Luke 22 tells us of the arrest of Jesus in a detailed way. Perhaps some who came to arrest him later believed and joined the disciples after Pentecost. The gospel writers would have had their testimony corroborated by such individuals. John ends his Gospel by stating, “Now there were many other things that Jesus did. Were every one of them to be written, I suppose that the world itself could not contain the books that would be written”.

From an early age Jesus was conscious of the Old Testament records concerning himself. In the final hours before his arrest he tells his disciples, “I tell you this scripture must be fulfilled in me … for what is written about me must have its fulfilment” (verse 37). And so, tragically and wonderfully, it was fulfilled in his sacrifice for our sins. There are a great many Old Testament prophecies which speak of the last days, such as those we will soon come to in Ezekiel and we must put these alongside the last days predictions Jesus made in the Olivet prophecy.
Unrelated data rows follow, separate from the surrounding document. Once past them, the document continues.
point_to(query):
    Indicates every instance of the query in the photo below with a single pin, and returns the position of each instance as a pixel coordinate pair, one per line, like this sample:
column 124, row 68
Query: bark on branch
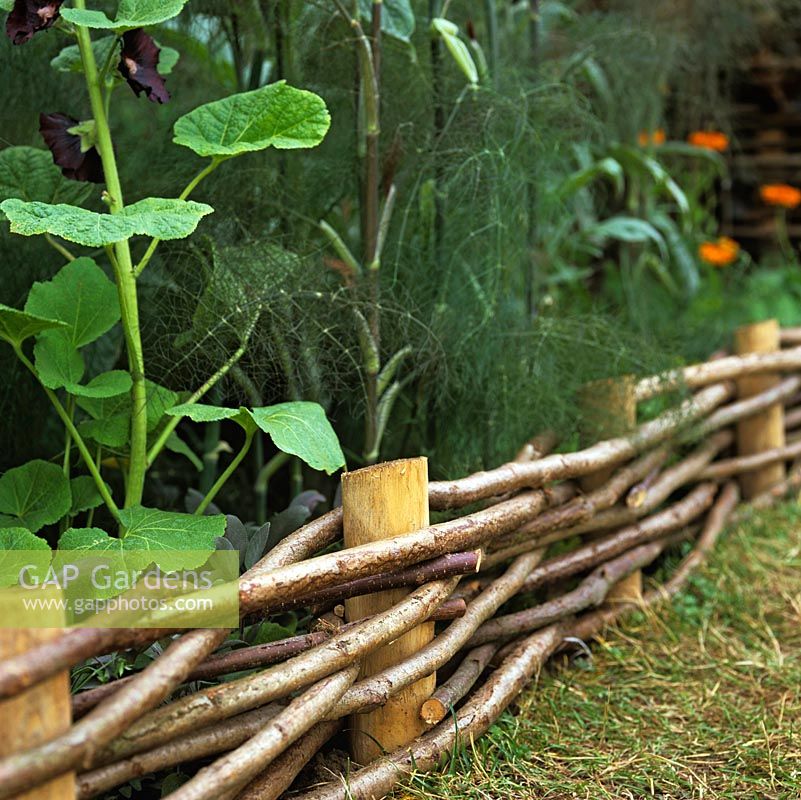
column 76, row 747
column 515, row 476
column 199, row 744
column 236, row 769
column 221, row 702
column 721, row 369
column 472, row 720
column 448, row 694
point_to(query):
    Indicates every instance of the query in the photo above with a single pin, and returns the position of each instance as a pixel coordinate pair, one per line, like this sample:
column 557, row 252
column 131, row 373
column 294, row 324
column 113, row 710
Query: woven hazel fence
column 408, row 691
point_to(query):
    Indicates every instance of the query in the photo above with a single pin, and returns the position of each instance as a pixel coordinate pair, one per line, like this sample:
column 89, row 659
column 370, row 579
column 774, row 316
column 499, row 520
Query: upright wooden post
column 379, row 502
column 763, row 431
column 609, row 409
column 37, row 715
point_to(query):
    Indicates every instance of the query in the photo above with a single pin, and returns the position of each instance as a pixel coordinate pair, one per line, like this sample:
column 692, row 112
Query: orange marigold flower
column 780, row 194
column 720, row 252
column 710, row 140
column 657, row 137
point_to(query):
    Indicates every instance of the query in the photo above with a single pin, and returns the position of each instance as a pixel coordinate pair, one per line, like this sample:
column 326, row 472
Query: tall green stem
column 230, row 469
column 124, row 275
column 66, row 418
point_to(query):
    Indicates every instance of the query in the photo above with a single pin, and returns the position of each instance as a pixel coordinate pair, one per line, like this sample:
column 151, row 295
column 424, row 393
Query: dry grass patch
column 697, row 699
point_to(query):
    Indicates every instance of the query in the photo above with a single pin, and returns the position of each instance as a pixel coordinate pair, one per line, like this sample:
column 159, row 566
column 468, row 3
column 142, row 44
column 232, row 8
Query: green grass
column 697, row 699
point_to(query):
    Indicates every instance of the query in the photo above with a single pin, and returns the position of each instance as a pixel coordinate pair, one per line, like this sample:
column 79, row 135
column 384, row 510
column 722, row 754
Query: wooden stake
column 37, row 715
column 609, row 409
column 379, row 502
column 764, row 431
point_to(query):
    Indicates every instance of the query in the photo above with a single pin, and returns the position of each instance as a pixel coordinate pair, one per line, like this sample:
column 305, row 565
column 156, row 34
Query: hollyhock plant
column 139, row 65
column 30, row 16
column 68, row 149
column 88, row 298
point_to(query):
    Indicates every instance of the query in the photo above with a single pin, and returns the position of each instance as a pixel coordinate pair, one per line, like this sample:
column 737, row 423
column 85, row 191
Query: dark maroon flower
column 139, row 65
column 29, row 16
column 68, row 149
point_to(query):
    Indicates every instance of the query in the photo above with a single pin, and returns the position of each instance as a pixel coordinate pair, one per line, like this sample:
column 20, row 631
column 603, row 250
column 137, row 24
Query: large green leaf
column 16, row 326
column 35, row 494
column 161, row 218
column 276, row 115
column 163, row 537
column 80, row 295
column 16, row 546
column 111, row 416
column 130, row 14
column 606, row 167
column 57, row 362
column 176, row 444
column 84, row 494
column 111, row 431
column 69, row 59
column 27, row 173
column 92, row 540
column 302, row 429
column 397, row 17
column 107, row 384
column 198, row 412
column 629, row 229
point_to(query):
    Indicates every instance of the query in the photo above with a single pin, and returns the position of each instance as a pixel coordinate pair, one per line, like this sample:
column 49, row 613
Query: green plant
column 121, row 413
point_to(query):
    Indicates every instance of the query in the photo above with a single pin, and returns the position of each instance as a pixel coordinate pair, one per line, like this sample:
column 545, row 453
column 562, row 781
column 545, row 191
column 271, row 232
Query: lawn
column 698, row 699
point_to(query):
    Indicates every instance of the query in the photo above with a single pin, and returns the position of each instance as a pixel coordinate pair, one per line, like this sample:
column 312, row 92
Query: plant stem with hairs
column 369, row 71
column 123, row 273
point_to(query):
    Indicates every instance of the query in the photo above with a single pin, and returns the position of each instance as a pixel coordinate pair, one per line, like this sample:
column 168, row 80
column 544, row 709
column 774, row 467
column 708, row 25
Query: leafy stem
column 190, row 187
column 58, row 247
column 123, row 270
column 68, row 436
column 229, row 470
column 76, row 437
column 158, row 445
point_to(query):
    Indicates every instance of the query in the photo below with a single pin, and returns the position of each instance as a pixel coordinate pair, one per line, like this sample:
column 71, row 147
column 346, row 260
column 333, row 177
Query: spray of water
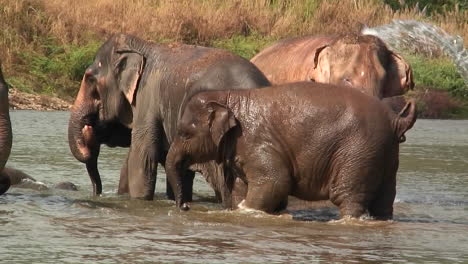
column 422, row 37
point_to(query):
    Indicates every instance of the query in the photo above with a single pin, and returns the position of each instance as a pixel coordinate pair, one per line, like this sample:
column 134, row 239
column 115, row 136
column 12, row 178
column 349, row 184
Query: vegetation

In Ezekiel 25 there is a prophecy that has already been fulfilled. “Thus says the LORD: Because the Philistines acted revengefully and took vengeance with malice … I will execute great vengeance upon them …” (verses 16,17). These people have disappeared from history. There is no mention of them in the New Testament. Maybe we might conjecture that the Palestinians are the modern equivalent as they occupy the same territory. “Scripture must be fulfilled” – we are living in awesome days. Let us accept the challenge of Jesus to “search the Scriptures” (John 5:39), and not “refuse to come to me that you may have life” (verse 40).